MAY 2008
VOLUME 5 NO. 5

ADVANCES in MEDICINE

New class of BP drugs greeted with enthusiasm

Aliskiren has large hypertension effect. Most MDs dismiss criticism as "hogwash"


The arrival in Canada last month of the first in a promising new class of antihypertensive drugs has been met with enthusiasm by physicians.

Aliskiren has been eagerly anticipated. "In 15 years we have not had a new class of antihypertensive agents," says Dr Ernesto Schiffrin, the Canada Research Chair in Vascular and Hypertension Research and chief physician at the Jewish General Hospital in Montreal. Aliskiren, he says, is "new, effective and devoid of major side effects."

Nevertheless, the drug's release has stirred up some controversy after an American researcher challenged the generally accepted claims about aliskiren's safety.

CHAIN REACTION
Aliskiren is the first antihypertensive medication to inhibit renin, an enzyme secreted by the kidneys to raise the body's blood pressure after a drop in blood volume is detected.

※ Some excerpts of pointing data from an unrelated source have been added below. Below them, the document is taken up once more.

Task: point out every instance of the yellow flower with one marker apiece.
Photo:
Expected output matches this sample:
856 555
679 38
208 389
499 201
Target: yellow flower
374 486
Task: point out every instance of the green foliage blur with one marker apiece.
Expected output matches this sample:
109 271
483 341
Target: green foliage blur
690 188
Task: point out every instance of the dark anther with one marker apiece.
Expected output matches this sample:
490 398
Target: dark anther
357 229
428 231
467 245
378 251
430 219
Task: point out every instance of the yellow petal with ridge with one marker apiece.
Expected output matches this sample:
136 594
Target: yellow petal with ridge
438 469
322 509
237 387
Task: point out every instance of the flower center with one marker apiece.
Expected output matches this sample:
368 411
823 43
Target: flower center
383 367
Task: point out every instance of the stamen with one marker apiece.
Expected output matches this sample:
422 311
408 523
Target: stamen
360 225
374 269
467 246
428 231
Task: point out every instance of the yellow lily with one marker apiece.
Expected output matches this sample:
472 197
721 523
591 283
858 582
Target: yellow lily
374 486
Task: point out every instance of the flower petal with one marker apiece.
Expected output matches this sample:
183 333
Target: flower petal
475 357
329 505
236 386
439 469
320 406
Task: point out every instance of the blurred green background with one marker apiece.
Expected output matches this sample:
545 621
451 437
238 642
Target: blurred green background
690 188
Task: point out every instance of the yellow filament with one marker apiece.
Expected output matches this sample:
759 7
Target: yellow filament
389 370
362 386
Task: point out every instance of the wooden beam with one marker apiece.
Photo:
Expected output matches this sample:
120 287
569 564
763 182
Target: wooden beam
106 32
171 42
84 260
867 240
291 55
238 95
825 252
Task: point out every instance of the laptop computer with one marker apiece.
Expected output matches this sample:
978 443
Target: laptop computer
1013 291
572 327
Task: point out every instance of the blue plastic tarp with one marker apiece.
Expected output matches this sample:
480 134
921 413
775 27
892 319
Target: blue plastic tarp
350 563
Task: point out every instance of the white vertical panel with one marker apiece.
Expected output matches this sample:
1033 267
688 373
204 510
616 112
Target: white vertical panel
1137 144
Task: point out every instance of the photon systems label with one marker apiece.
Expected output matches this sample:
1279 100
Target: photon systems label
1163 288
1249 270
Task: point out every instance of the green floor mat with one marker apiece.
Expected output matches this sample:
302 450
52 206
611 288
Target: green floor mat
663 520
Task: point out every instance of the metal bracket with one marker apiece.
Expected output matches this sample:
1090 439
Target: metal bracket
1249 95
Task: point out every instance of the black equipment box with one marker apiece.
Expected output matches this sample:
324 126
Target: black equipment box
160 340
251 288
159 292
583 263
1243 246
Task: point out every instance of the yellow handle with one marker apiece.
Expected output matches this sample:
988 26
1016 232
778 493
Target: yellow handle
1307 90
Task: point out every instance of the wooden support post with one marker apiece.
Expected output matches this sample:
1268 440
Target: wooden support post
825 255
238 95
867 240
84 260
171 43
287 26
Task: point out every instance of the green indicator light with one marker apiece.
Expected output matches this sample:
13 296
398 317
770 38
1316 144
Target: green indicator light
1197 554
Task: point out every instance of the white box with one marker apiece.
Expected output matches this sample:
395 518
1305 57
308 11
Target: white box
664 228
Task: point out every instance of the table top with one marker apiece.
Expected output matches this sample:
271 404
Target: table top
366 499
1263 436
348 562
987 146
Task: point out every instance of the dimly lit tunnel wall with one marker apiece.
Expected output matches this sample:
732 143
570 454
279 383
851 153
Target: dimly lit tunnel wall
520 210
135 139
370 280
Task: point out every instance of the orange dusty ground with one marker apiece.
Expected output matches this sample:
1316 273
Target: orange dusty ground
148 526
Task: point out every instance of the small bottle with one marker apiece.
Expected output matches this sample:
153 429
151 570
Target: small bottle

Once in the bloodstream, renin initiates a chain reaction. It splits the molecule angiotensinogen to produce Angiotensin I, or Ang I. Ang I is then transformed by angiotensinconverting enzymes (ACEs) into Angiotensin II, or Ang II. And finally, Ang II binds with angiotensin receptors that, in turn, trigger vasoconstriction.

Existing antihypertensives, like ACE inhibitors and Ang II receptor blockers (ARBs), target the links in that chain reaction that occur only after renin is released.

A July 2007 study in The Lancet found that eight weeks of combined therapy with aliskiren and the ARB valsartan had a massive effect on hypertension — around a 40% greater drop in blood pressure in patients who received the combo than those who received just one of the drugs. Research has shown aliskiren works as well as other antihypertensive medications and it has no major side effects at recommended doses (except in pregnant patients). "When I get the right patient," Dr Schiffrin says, "I plan on prescribing it."

REACTIVE REACTIONS
The controversy surrounding aliskiren stems from a May 2007 review in the American Journal of Hypertension that raises serious questions about the drugs safety. The paper, authored by the journal's editor, Dr John Laragh, and his wife, Dr Jean Sealy, suggests that in some patients aliskiren may actually cause a blood pressure increase.

"Aliskiren causes a greater reactive rise in renin production than any other antihypertensive, which could be dangerous for patients with the most highly reactive renin systems," Dr Laragh told Medscape last year. But the vast majority of hypertension specialists disagree with that interpretation, some quite vehemently.

"This is all hogwash," Dr Matthew Weir, a University of Maryland professor and an author of several papers on aliskiren, fumed to Medscape. "The blood pressure lowering data with aliskiren are similar to all other marketed drugs. The FDA agrees. It does lots of good things."

ENDPOINT DATA NEEDED
The Laragh-Sealy paper has been roundly dismissed. For the most part, Canadian hypertension specialists agree with Dr Weir's assessment of the controversy as "theoretical mumbo jumbo." "The paper did not make sense," Dr Schiffrin says.

Dr Schiffrin cautions that the true test of any new antihypertensive medication is whether it improves heart function in the long run. "We always need heart outcome data," he stresses. And although comprehensive, longterm heart outcome results for aliskiren are not yet available, he says, the appropriate studies are underway.